If there’s a sense of urgency in his voice, it comes from needing now what has always come slowly. “If you look at what we need to build because they are coming, that’s new warehouse space; that’s new road infrastructure; it’s new rail infrastructure; and new people – workforce development. And when you are building new highways you’re not building for next year; you have to look out 10 years to see what will be needed. And that’s what we do.”
Building the needed infrastructure to support growth is requiring the LIC to forge partnerships with private industry and local, state and federal agencies. “We have to be collaborative,” Siplon says. “And we have to look at some of these cargo flow models; look at where the industry is going and trends along those lines to help the industries make their decisions.”
Even as news of Georgia’s innovation centers spreads, and clients line up for assistance, IC leaders continue to search for fledgling companies that might contribute to the state’s economy. Last summer Jonathan Goolsby found the 25,000 attendees at San Diego’s Bio 2008 Conference a rich source of possibilities for his Augusta-based Life Science Innovation Center (LSIC).
“It is the largest international biotechnology show in the world,” says Goolsby, who spent most of a week in San Diego selling his center to entrepreneurs and startup founders. “We felt like we’ve had 15 legitimate, serious, solid conversations with people about biotech opportunities in Georgia. And that could turn into job opportunities and economic growth in the state.”
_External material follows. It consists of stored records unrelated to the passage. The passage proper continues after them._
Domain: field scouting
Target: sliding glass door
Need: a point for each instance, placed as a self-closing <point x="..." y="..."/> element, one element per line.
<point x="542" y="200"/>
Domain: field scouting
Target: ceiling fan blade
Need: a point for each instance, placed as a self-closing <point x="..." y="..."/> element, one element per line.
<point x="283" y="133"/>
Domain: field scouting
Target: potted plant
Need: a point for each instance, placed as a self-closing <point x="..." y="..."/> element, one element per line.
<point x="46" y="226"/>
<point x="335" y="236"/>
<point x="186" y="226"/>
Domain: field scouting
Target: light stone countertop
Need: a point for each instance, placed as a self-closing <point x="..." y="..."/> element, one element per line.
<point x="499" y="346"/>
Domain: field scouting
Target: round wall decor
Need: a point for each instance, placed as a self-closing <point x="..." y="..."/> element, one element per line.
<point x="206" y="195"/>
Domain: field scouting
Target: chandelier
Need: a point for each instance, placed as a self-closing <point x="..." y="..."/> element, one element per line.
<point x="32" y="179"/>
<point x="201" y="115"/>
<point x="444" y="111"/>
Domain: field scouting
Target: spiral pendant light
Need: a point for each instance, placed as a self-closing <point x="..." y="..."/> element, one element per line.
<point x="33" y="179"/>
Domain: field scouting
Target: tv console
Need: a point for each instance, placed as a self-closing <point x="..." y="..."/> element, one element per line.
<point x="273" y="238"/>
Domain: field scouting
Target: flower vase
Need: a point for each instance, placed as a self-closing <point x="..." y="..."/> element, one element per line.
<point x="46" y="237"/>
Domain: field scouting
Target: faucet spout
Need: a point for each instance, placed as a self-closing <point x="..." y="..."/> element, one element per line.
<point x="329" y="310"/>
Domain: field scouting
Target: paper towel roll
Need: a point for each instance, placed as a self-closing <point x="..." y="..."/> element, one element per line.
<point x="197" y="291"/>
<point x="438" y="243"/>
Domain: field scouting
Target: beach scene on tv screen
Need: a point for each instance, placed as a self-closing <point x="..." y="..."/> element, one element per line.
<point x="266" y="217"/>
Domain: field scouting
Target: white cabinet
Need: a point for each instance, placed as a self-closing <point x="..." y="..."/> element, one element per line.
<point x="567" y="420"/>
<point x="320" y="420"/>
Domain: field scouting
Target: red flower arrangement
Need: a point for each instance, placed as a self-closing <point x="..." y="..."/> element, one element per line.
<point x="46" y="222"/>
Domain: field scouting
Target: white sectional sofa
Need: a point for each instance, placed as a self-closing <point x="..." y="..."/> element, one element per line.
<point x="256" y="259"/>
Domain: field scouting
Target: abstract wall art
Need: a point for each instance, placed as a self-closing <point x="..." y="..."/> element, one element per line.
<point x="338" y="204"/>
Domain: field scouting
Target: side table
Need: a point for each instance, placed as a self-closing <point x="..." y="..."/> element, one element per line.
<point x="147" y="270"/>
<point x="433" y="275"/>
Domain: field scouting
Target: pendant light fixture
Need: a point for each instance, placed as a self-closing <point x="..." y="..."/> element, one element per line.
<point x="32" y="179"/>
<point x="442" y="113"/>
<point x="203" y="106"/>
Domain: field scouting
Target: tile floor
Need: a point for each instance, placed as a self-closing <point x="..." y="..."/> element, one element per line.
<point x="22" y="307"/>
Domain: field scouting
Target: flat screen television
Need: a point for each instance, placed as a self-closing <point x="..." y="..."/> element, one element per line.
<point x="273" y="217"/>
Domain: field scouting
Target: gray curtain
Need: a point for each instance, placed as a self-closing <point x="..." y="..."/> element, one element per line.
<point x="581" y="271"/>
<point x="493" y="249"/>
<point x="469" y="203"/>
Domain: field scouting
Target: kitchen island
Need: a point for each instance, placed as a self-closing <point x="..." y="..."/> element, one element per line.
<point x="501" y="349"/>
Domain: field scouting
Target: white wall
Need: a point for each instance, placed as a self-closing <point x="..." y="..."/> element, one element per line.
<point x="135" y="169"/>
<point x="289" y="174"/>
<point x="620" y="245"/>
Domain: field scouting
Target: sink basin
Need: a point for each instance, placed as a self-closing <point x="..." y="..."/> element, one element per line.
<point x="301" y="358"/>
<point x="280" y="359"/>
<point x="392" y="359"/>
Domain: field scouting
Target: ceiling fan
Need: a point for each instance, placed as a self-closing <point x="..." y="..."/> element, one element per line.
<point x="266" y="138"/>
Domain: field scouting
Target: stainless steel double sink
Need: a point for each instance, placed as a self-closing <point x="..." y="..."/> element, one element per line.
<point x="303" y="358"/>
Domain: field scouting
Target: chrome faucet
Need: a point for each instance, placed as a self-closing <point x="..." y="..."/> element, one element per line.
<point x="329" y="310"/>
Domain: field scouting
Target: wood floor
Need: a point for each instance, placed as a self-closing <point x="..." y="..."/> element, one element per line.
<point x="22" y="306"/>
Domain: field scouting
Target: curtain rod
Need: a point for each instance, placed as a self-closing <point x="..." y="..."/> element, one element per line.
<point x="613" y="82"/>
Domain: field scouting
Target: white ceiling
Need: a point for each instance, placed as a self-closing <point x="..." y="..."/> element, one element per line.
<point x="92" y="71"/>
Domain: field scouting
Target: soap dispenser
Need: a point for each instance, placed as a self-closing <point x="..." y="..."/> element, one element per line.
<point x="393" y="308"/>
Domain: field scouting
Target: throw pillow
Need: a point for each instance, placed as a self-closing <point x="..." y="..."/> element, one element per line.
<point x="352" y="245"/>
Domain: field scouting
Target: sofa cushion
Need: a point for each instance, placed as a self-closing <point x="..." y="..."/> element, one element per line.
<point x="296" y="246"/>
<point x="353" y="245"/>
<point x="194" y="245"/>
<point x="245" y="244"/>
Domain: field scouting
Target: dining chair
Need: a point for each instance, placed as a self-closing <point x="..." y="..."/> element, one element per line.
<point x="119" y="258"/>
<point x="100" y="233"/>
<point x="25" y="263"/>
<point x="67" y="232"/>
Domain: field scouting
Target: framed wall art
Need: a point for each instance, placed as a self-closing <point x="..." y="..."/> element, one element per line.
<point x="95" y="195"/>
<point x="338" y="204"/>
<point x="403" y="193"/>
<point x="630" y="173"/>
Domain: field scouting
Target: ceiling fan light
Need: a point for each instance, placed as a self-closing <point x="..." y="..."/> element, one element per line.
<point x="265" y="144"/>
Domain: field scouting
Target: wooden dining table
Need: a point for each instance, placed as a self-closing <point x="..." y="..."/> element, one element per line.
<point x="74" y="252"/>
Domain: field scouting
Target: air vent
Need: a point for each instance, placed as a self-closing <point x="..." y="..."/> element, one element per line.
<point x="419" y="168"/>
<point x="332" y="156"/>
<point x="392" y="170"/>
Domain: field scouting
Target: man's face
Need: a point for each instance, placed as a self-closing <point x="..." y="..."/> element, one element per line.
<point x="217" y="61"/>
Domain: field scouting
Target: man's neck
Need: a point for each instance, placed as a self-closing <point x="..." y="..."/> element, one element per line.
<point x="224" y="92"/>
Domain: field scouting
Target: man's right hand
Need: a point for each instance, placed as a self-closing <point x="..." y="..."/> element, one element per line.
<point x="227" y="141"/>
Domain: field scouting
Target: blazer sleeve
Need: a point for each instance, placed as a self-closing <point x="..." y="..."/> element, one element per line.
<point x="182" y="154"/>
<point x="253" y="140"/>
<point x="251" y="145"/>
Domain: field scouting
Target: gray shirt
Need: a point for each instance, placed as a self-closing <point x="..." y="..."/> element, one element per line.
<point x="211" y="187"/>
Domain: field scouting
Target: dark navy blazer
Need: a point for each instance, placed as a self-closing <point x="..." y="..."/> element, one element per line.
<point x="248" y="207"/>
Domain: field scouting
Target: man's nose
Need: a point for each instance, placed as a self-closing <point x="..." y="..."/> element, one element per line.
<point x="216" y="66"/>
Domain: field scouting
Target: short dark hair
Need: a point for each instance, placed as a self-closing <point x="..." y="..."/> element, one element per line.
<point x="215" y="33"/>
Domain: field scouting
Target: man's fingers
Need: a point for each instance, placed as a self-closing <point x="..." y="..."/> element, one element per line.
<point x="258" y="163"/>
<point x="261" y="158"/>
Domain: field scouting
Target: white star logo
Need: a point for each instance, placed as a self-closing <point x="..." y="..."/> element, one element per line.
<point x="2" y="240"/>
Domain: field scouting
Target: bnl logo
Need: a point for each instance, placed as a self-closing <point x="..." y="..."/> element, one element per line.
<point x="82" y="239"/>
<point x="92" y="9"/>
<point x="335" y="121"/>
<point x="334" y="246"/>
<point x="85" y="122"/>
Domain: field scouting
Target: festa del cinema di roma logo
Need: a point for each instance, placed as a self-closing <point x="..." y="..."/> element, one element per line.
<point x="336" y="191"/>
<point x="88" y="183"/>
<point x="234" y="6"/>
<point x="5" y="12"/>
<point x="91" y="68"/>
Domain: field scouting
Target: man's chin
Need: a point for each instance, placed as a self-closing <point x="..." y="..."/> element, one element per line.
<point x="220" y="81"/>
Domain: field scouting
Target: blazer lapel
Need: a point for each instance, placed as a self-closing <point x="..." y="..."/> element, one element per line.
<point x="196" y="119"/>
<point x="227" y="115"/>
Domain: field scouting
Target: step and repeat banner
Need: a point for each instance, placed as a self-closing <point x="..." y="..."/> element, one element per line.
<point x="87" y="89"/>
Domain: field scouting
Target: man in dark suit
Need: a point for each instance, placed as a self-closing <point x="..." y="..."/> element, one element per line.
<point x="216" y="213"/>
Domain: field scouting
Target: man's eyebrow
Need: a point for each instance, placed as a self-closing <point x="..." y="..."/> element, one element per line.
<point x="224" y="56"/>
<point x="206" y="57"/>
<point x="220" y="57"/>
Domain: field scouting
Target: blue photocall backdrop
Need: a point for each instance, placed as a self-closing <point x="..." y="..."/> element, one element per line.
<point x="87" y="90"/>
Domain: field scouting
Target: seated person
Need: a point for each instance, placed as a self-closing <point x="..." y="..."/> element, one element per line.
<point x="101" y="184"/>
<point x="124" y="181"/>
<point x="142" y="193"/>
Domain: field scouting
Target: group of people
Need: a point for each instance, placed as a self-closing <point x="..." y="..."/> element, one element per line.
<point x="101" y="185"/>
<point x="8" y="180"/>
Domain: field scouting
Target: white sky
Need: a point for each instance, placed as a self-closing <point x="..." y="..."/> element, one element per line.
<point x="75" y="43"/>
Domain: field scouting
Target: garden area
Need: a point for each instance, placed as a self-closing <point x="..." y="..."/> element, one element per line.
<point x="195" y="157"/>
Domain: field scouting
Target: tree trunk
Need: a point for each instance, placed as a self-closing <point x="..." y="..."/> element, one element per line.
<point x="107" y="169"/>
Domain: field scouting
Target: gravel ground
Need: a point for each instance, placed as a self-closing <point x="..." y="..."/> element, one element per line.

As marketing outreach director for the LSIC, part of Goolsby’s sales pitch is the center’s track record. “In the last three years, we have gotten seven businesses at our startup center in Augusta up and running,” Goolsby says. “Only one has failed.”
To measure his success, Goolsby uses what he calls the “3-4-5 rule.” “Three out of every four new startups in life sciences will not make it past five years,” he says. “So we think we are doing an exceptional job in Augusta.”
The LSIC nurtures young businesses through the difficult early years and provides them with facilities on the campus of the Medical College of Georgia. In February, one startup, ClariPath Inc., celebrated its second year at the LSIC by shedding its beginner status and leaving the nest for the “real world.” The company began with just three employees but left the center with 25. “Once companies at the center reach about 20 employees they are ready to stand alone,” Goolsby says.
ClariPath’s early success came from its development of an improved method of diagnosing prostate biopsies, and the company is a nice representative of the value of biotechnology businesses to the state’s economy. “The scientific and biotech healthcare industries are among the highest paying industries there are,” Goolsby says. “Nation-wide, the average salary is about $80,000 a year.”
Beyond the financial possibilities, the research done at the LSIC can lengthen lives and improve their quality. Among the LSIC clients, Luminonics Inc., is searching for a means of combating the degenerative effects of diseases such as Parkinson’s and Alzheimer’s by studying genetic manipulations in zebra fish, a species whose bodies are transparent during the first few days of their lives. Goolsby says his center will be adding a director and an office specialist by the end of the year.
The Innovation Centers’ growing success has the state’s economic development leaders looking at adding more to the Georgia landscape, including a new Advanced Communication Center of Inno-vation that could be announced during the coming year.